The animal rights activists accuse LPT of keeping the animals in small cages and leaving them alone. According to "fact", pharmaceutical and chemical companies worldwide commission the animal laboratory, among other things, to perform legally prescribed toxicity tests for chemicals. The LPT is therefore considered one of the largest private laboratories in Germany. Around 175 employees work there.
"Not enough to keep monkeys"
The public prosecutor's office has initiated proceedings for animal cruelty after the allegations became known. According to a first review of the plant at least 44 long-tailed macaques were housed in too small cages, reports the "Bild", citing the district Harburg.
Moreover, according to the information, some of the animals were not involved in trials and therefore would have had to be kept in larger cages with several conspecifics. Out of a total of nine previous inspections since 2015, no violations had been documented.
Compared to the SPIEGEL experts report that the laboratory has had a bad reputation in the industry for years and is known for its lack of transparency.
SOKO Animal Protection eV / SOKO Animal Protection / crueltyfree int / obs
Monkey in an animal experiment
"According to my impression, we have cages the size of one cubic meter and that is not enough to keep monkeys there permanently," said Thorsten Völker of the veterinary service of the district of Harburg, who analyzed the images for "Fakt". "That means we're dealing with a legal violation here."
LPT denies allegations
According to the report, a monkey is said to have died in an ongoing trial and been replaced by another, older animal without appropriate documentation. The results of the test series would then be unusable. The authorities were not informed of the exchange of animals, reports "fact", citing the Lower Saxony State Office for Consumer Protection and Food Safety.
The pictures also show dogs that are obviously injured, sitting or lying in their cages next to traces of blood.
The LPT denied the allegations against "fact". Further explanations did not provide the company according to the report. Also a request of the SPIEGEL initially remained unanswered.
"It's always difficult to rate images of animal experiments if you do not know the context," said a spokesperson for the Initiative "Understanding Animal Experiments," which has set itself the goal of enlightening researchers on animal experiments. "Some pictures are already irritating."
"Not worked to the highest standards"
It is clear that injured animals should not be left to their own devices. "If an animal is sick or injured, it needs to be taken care of as soon as possible," it says of "Understanding Animal Experiments." At least some of the images gave the impression that the laboratory was not being worked to the highest standards. This reduces the population's tolerance for animal testing in general. To what extent the laboratory was violated against animal welfare, but ultimately the prosecution must clarify.
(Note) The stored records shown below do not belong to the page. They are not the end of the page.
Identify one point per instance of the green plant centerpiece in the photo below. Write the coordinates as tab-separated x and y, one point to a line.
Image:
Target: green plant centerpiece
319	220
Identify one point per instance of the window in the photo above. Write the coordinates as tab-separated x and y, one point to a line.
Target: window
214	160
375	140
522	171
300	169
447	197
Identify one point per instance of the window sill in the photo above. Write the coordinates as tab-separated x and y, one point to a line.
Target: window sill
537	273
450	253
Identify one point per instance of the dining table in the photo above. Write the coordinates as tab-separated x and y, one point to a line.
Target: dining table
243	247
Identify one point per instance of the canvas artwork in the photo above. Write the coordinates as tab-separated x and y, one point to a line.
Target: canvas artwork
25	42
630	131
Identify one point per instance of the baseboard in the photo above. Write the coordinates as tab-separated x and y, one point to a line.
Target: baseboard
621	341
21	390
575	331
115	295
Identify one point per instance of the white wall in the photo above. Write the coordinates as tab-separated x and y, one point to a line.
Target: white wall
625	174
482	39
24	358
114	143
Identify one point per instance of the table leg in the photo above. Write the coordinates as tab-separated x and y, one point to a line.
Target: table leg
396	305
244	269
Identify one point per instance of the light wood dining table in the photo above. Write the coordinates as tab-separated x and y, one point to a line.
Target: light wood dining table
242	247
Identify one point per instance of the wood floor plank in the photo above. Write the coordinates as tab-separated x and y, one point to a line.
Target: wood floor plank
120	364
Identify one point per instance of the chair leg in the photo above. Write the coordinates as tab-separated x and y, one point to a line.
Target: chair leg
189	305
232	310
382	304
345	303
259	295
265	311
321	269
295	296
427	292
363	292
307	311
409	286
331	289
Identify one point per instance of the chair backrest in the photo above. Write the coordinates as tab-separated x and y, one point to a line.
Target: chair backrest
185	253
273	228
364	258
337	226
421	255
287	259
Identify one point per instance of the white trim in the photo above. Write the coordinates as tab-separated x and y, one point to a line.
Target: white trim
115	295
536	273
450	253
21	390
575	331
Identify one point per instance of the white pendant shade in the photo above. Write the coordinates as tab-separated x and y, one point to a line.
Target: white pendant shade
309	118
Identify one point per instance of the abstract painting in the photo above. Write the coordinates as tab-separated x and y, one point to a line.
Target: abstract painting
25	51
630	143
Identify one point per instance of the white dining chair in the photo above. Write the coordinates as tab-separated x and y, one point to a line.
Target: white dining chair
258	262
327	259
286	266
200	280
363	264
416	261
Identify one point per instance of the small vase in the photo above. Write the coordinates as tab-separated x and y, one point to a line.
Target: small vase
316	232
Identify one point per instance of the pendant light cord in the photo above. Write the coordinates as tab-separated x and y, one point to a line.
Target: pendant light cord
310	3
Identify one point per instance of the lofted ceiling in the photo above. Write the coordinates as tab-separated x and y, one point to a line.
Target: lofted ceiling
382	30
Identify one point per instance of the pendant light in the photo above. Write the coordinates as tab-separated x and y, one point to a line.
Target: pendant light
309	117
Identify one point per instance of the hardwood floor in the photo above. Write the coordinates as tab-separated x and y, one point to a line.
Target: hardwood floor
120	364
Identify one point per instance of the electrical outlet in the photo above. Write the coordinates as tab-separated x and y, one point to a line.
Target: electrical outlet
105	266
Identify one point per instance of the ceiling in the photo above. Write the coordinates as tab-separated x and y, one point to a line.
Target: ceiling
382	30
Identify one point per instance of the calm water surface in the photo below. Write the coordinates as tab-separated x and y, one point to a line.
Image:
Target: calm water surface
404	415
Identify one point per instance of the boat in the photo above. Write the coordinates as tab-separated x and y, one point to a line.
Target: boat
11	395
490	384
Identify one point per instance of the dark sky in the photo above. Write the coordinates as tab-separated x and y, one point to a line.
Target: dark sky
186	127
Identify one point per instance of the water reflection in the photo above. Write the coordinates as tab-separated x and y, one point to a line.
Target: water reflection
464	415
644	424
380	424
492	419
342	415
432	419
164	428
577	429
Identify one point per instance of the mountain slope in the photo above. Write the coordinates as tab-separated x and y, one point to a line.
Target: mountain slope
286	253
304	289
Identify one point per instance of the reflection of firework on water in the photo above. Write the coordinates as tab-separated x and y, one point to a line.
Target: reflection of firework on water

In the summer of 2018, the EU Commission initiated an infringement procedure against Germany, because from an Brussels perspective EU animal testing requirements are inadequately anchored in national law. Thus, for example, the rules that determine what knowledge the person performing the experiments will not be sufficient.
The government has announced that it wants to improve. What exactly will change then, is still unclear. Under German law, only specially trained professionals are allowed to carry out animal experiments. The experiments must first be explained in detail and explained. (Read the review of a scientist on animal experiments here.)
Most recently, 740,000 animals were killed in Germany for scientific purposes. Another two million were used in animal experiments. The figures refer to the year 2017. More recent data is not available yet. Since 2014, the number of animals used in scientific research and killed for science has fallen from 3.3 million to 2.8 million recently. Comparisons with earlier years are not possible because in the meantime the counting method has been changed.